After meeting in New York in the early 1960s, the American Lurie and the German Vostell maintained a close friendship, of which many years of correspondence still bear witness. A selection of these letters is made public for the first time in Kunst na Auschwitz. In addition to these letters, dozens of paintings, drawings and objects by both Lurie and Vostell are on display. Vostell's installation Thermoelektronischer Kaugummi from 1970, which can travel once from Museum Ostwall after a recent restoration, will also be on display in the Kunstmuseum.
Boris Lurie
As a victim of the Shoah, art was a form of trauma processing for Lurie. Lurie was born in 1924 in Leningrad, Russia, and grew up in Riga, Latvia. At the age of sixteen, his grandmother, mother, sister and childhood sweetheart were murdered by the Nazis and he and his father were imprisoned in various labor and concentration camps, including Polte (a subcamp of Buchenwald). A year after the liberation, Lurie emigrated to New York and started making art there. During his life he produced numerous paintings, collages and objects. In the early days he made figurative work, dark drawings in which he depicts his traumatic experiences. The paintings in the Dismembered Women series are expressions of his lifelong fixation on an extremely ambivalent image of women. It fluctuates between desire and aversion, between strength and vulnerability, and between integrity and fragmentation. They are always obese figures, where the natural proportions between the body parts have completely disappeared. The series goes back to Lurie's loss of his female relatives in 1941. Later he starts making collages, of which Railroad Collage (Railroad to America) from 1963 is the best known and most controversial example. In this work, Lurie places a pin-up model on a wagon where the bodies of Holocaust victims are piled up. In the 1970s, Lurie switched to writing. Until the end of his life he works on his novel, House of Anita, and his memoirs, In Riga.
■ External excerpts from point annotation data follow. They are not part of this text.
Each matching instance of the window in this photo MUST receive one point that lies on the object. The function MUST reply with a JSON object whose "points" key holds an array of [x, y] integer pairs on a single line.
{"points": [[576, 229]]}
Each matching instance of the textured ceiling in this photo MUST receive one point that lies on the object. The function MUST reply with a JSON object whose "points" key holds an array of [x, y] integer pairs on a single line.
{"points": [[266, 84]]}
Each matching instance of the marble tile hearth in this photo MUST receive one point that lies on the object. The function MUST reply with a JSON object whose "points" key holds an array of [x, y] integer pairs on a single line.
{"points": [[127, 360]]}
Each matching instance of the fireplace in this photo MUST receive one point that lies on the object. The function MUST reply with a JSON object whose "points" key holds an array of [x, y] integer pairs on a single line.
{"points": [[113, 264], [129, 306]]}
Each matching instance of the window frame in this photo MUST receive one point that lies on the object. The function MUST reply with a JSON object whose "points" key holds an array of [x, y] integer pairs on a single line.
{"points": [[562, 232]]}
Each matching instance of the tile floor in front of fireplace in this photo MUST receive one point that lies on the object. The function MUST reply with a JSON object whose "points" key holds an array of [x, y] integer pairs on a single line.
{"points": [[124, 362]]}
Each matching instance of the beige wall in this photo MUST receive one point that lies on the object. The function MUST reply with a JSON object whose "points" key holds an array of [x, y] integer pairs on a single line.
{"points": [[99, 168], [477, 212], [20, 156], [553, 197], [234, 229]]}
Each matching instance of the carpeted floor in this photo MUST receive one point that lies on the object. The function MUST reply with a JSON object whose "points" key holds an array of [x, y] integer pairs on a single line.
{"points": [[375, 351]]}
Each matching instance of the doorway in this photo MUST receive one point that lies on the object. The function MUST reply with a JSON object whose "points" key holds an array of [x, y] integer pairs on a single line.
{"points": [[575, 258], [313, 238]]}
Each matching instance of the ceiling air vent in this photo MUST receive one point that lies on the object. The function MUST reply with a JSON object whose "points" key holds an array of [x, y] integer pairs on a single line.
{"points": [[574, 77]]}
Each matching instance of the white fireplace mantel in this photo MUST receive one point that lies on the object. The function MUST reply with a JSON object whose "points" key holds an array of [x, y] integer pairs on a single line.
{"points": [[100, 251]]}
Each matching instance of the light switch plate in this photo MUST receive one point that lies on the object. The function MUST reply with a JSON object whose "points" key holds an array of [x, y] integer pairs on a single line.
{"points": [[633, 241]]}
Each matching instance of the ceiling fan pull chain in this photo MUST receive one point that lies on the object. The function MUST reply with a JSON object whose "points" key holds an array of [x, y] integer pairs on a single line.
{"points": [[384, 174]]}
Lurie's work bears witness to a humanity that has proven itself capable of murdering millions. With his confrontational oeuvre he accuses society of not wanting to account for these crimes. Placing the most horrible images of war between everyday advertisements was one of Lurie's ways of exposing social silence and looking away. In doing so, he detested the art market that was more interested in financial profit than artistic expression. Based on this conviction, he started the NO!art movement in 1959 together with artists Sam Goodman and Stanley Fisher. At a time when visually attractive, in his eyes apolitical, art such as Pop Art was popular, NO!art's main aim was to undisguised the reality of post-war society. Themes such as oppression, violence and sex were not shunned here. Until his death in 2008, Lurie remained active as an artist and writer. His work is represented in leading collections such as the Museum of Modern Art in New York, The National Gallery of Art in Washington DC, MUMOK in Vienna and the Jüdisches Museum Berlin.
Wolf Vostel
During World War II, German Wolf Vostell flees to the Czech Republic with his parents. After Vostell returns to Germany after the traumatic war years, he starts making art. His work is a reaction to the spasmodic, sometimes negating attitude that Germany adopted after the Second World War with regard to the Shoah and the many victims. In Vostell's eyes, Germans enjoyed the economic recovery without any sense of guilt and the National Socialist past was completely repressed. In the 1960s and 1970s he confronted German society by presenting art in the public space in which the war past and consumer society are central. In the 1969 performance Besetzungen, for example, Vostell is regarded as a pioneer of performance, installation and video art, and sculpture in public space. In the 1950s, Vostell began tearing down and disassembling posters in Paris with the aim of deconstructing the superficiality of the advertising world. In the early 1960s, Vostell became a driving force behind Fluxus, an art movement that elevated everyday things into art, agitating against the elitism of the art world. He often integrated TV sets into his work to question the manipulation of television, but also used the medium to spread his innovative video art. Vostell gained fame with spectacular performances, in which he poured concrete over cars in public, for example, which were also captured on video.